雪羽を笑わせることができた、そこに無駄はなかったと思う。
だからこそ今日、ちゃんと伝える。
すぐにじゃなくとも確実にやってくる、終わりのこと。
わかっていながら求めてしまった自分を、謝罪しなくてはならない。
いつか、彼女を悲しませてしまうこと。
ううん、いつかじゃない。これから先に。
アイスクリーム……ソフトクリーム屋の人が、過疎化の島にて開業するその無茶、無謀をわかっているであろうように。不知火は全部、既にわかってしまっている。
ソフトクリームが儚く、いつしか溶けてしまうように──目の前のやすらぎは消えてしまうということ。
「ユッキー。買ってきてくれ。ワタシはバニラな。ひかりにも分けてやるからできたら、カップで。スプーンもらってきて」
「あ、うち抹茶。不知火は?」
「じゃあ、モカ。いい? 雪羽」
「ん、オッケー」
「ほい、お金。千円で足りるか」
大丈夫。私にはもう、覚悟は出来てる。
トレーラーハウスを改造したような、ソフトクリーム店に向かって走っていく雪羽の背に、独り不知火は、細めた目を投げかける。
これで、いいんだ。
* * *
道中に買った、抹茶味のソフトクリームの、最後に残ったコーンの一番下のひと切れを頬張る。

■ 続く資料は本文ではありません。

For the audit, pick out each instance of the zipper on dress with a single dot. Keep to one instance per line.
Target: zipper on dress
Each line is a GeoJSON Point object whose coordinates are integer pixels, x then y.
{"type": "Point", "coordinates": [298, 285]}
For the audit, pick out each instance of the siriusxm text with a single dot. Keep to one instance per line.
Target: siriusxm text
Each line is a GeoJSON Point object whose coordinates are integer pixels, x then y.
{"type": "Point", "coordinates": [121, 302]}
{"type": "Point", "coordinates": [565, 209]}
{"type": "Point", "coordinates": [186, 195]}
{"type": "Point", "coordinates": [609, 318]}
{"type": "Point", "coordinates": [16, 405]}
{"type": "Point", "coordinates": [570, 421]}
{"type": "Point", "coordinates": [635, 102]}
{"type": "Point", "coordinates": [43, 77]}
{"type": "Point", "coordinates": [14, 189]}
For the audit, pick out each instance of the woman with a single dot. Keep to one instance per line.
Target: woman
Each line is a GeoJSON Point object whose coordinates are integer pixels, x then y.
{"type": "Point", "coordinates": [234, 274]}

アイスの部分はずいぶんともう、溶けていたけれど、それでも小気味よく、さくさくとした歯触りで、それは口の中で砕けていく。
「レイア姉は、知ってるんですよね。全部」
味覚に広がっていく、コーンの香ばしさと、抹茶の風味。それらを感じながら、観月は先を行く義姉妹の背中を追う。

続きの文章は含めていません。